Ce coup-ci, on y est. Espace Pierre Cardin, 8ème arrondissement, coincés quelque part entre la Place de la Concorde, l’Ambassade des États-Unis, les Champs-Élysées et l’Élysée tout court. Autant vous dire qu’on a pas spécialement l’habitude de traîner dans le quartier. Petite transhumance semi-touristique donc, avant de pénétrer dans l’antre semi-labyrinthique, pour l’heure semi-remplie mais pas tout à fait semi-guindée.
Les hostilités furent ouvertes par 9th Cloud et Cyril Meroni avec leur live Prism, et Trdlx + Early Holography + Soul Archive. Deux heures de live auxquelles nous assisterons depuis notre loge en sous-sol pour cause d’Amplitudes (petit podcast). Aux quelques basses, infrabasses et autres grondements qui nous parvinrent épisodiquement, nous conclurons la chose suivante : ça avait l’air pas mal. D’ailleurs on me susurre à l’oreille une rumeur qui est comme du miel dans mes tympans, les Trdlx devraient jouer à nouveau sur Paris en Janvier. L’endroit est encore confidentiel, mais on parie sur le Palais de Tokyo ou l’Auditorium de la Maison de la Radio. A ceux qui comme nous auraient loupé les deux compères : stay tuned.
C’est en descente de stress que nous avons entamé le set de Mira Calix, et un peu en retard. Mus par la curiosité, et aussi par la nécessité de mettre un son et une image scénique sur l’être ovniesque qui a bien voulu jouer le jeu d’une interview radiophonique dans un cagibi surpeuplé. N’ayant aucune connaissance de ladite Mira quelques heures avant le concert (intolérable lacune, on sait, on sait, ça va, restez tranquilles), c’était l’esprit vierge de toute attente que nous avons entamé notre premier live de la soirée. Debout et d’un calme olympien, on imagine la pression d’autant plus forte que la scène est fortement éclairée par des carrés de couleurs chatoyantes, et que la musique de Mira Calix ne se prête pas vraiment à des élucubrations scéniques de DJ de Boiler Room. Mais que dalle, la dame en impose.
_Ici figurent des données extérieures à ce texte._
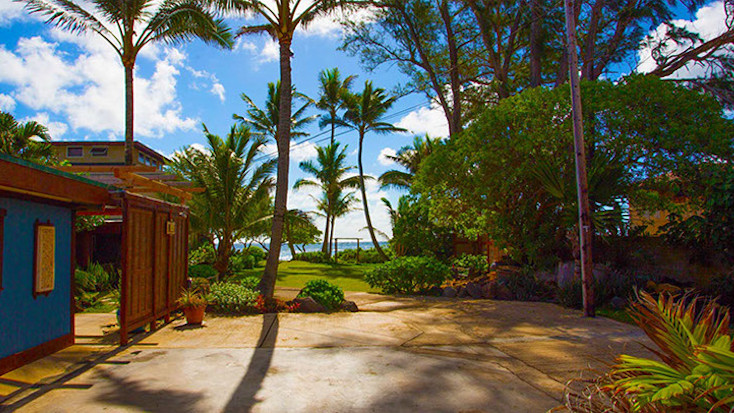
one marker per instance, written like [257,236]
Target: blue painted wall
[26,322]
On pense furtivement à la place des femmes dans la musique électronique, et puis on se laisse vite aller à suivre les rebondissements d’une musique dont on peine à analyser les différentes nuances de finesse. Plus que d’une maîtrise totale, on a surtout l’impression d’un jugé extraordinaire, d’un équilibre parfait dans les quantités. Faisant fi des schémas classiques d’accumulation de couches, Mira ajoute, retire, s’attarde sur certains éléments, laisse traîner, puis jette et remplace, laisse une place assez exceptionnelle aux silences, allégeant ce qui pourrait si facilement tomber dans de la simple démonstration technique. Alternant les passages plus rapides faisant appel à nos souvenirs des bonnes années Warp et les flottements beatless mi-confortables, Mira Calix nous a livré une performance exigeante, toujours estimable, jamais reposante, à la recherche constante du pied sur lequel il fallait danser, mais aussi d’un naturel et d’une accessibilité étonnante.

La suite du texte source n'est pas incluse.